Nixpkgs: Run check phase by default

Created on 8 Jan 2018  Â·  17Comments  Â·  Source: NixOS/nixpkgs

Not sure what other distributions do, but skipping check phases by default seems to me to be slightly unseemly to me. I rather be assuming upstream tests are valid/useful than not.

Also, this makes a better solution for #30437. We can make the default doCheck ? hostPlatform == buildPlatform so that one someone rights doCheck = true; they indeed test in all cases as requested, but when they leave out doCheck altogether, only native builds get their tests run.

CC @grahamc @vcunat @globin @fpletz @dezgeg

Most helpful comment

My implementation breaks nothing, it just makes broken things explicit. If you look at #39463, then, firstly, it's enormous, and, secondly, there are at least a couple cases where there's clearly a bug in nixpkgs expression that the testing found (but I wasn't able to fix it, things that I did fix will go into a separate PR).
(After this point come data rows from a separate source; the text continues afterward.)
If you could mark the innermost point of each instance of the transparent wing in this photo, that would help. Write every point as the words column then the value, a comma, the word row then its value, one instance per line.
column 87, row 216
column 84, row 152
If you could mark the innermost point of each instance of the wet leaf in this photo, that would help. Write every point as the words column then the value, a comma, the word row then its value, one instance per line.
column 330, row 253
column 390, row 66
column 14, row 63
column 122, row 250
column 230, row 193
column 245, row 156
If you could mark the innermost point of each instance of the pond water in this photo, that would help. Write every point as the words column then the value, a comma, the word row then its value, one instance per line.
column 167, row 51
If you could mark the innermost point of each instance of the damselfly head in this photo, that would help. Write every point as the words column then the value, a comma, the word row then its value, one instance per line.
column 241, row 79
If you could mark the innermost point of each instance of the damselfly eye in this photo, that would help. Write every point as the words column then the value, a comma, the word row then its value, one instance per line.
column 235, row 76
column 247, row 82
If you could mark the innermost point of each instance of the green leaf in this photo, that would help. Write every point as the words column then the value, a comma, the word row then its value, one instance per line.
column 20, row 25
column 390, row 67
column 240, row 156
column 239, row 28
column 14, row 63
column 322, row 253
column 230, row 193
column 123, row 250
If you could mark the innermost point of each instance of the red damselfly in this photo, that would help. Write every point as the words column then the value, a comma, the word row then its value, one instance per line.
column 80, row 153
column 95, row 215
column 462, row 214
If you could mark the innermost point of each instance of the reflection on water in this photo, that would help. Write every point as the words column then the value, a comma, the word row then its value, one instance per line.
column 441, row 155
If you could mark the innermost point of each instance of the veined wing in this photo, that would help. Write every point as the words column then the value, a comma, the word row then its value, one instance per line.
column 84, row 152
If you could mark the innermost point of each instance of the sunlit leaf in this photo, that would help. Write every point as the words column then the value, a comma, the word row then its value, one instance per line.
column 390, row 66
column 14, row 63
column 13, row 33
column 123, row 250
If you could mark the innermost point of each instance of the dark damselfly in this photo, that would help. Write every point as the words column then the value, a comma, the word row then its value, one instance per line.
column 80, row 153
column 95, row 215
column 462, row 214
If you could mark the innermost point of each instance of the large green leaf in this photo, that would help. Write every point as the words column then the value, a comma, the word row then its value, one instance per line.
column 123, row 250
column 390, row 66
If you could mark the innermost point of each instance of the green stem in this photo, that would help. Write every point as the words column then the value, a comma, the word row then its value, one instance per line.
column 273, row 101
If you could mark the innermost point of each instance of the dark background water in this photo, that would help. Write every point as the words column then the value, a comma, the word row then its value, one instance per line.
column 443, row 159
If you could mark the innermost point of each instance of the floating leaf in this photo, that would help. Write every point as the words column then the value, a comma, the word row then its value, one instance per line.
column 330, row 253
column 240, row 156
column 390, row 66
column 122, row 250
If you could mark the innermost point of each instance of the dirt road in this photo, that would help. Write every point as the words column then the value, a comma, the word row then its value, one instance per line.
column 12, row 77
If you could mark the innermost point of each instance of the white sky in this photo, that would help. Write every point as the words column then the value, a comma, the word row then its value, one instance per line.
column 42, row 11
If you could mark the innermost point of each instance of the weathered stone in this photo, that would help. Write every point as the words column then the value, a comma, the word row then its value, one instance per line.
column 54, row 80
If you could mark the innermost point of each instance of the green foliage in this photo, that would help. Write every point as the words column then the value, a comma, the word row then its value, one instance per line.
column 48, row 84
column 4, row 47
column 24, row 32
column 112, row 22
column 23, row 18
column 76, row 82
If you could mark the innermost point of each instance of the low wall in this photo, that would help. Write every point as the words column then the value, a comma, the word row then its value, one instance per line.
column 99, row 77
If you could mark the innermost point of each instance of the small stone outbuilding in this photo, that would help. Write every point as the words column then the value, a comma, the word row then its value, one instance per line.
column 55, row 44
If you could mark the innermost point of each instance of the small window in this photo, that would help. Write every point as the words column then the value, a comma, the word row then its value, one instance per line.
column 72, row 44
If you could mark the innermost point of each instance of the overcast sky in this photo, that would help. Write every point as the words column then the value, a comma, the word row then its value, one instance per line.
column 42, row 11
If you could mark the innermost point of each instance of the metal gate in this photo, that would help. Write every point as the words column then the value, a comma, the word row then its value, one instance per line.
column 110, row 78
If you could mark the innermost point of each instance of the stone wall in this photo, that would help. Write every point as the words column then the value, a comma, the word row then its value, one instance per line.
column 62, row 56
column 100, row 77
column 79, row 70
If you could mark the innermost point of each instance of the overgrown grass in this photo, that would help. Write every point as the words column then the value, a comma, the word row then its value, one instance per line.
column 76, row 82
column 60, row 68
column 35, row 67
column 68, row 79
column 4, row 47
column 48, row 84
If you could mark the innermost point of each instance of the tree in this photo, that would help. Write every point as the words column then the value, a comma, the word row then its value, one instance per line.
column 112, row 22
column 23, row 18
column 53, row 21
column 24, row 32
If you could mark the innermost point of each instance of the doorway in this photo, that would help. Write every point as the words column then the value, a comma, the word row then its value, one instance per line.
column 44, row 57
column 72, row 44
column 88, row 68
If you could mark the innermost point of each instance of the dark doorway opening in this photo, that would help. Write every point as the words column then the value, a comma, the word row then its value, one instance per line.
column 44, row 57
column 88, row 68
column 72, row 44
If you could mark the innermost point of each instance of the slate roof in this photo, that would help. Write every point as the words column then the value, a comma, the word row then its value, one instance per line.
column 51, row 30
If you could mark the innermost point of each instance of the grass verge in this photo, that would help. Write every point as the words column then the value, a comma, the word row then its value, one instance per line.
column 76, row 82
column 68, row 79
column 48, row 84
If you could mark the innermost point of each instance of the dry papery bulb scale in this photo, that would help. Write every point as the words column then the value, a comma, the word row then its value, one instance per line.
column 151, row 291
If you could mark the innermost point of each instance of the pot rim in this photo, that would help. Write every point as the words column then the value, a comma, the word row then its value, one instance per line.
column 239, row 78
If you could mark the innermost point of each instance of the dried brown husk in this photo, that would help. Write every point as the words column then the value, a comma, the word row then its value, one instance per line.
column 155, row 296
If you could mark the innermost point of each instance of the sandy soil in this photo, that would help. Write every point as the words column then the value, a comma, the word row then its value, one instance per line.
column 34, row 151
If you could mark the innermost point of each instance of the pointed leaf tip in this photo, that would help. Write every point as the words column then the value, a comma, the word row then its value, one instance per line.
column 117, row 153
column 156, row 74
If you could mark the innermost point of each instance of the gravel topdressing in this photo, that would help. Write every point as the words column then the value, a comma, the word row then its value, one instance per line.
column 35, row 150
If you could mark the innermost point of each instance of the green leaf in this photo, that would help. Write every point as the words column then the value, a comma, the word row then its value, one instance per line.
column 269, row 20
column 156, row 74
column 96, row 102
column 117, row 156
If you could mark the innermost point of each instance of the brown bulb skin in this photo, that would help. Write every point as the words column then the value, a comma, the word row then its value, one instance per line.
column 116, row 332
I wanted to implement this for a while, then I saw this issue and @edolstra's comment several months ago and though to myself "well, maybe @edolstra's right, but what if its not 'massive', surely, nobody actually tried" and decided to bite the bullet and actually run the experiment. And running the experiment turned out to be useful. Firstly, I fixed a bunch of bugs, and secondly the blowup turned out not to be really "massive", it's less that 2x for my system, which hurts, I agree, but not "massively" :)

My implementation just adds an option config.doCheckByDefault which I would now keep set when I'm not doing experiments that require long sequences of mass rebuilds.

All 17 comments

👎 on this. Checks are typically very unreliable and non-deterministic. So expect massive breakage and perpetually broken channels if we enable checks by default. Also, of course, build times will increase massively.

@Ericson2314 check out #39463.

In theory, this sounds good but in practice I agree that this will break a lot of things. Especially because most devs intend "make check" to only be run by them in their own environments. Maybe it would be nice to experiment with as an overlay/jobset or something.

If you think about it, each dependency listed in Nixpkgs is weird kind of integration test in its own right (if its actually used of course). I would be interested in seeing whether big distros like Debian or Arch do testing in an automatic way at all. I would bet our build farm runs more tests right now than most (of course a large userbase is the ultimate integration test).

My implementation breaks nothing, it just makes broken things explicit. If you look at #39463, then, firstly, it's enormous, and, secondly, there are at least a couple cases where there's clearly a bug in nixpkgs expression that the testing found (but I wasn't able to fix it, things that I did fix will go into a separate PR).

I wanted to implement this for a while, then I saw this issue and @edolstra's comment several months ago and though to myself "well, maybe @edolstra's right, but what if its not 'massive', surely, nobody actually tried" and decided to bite the bullet and actually run the experiment. And running the experiment turned out to be useful. Firstly, I fixed a bunch of bugs, and secondly the blowup turned out not to be really "massive", it's less that 2x for my system, which hurts, I agree, but not "massively" :)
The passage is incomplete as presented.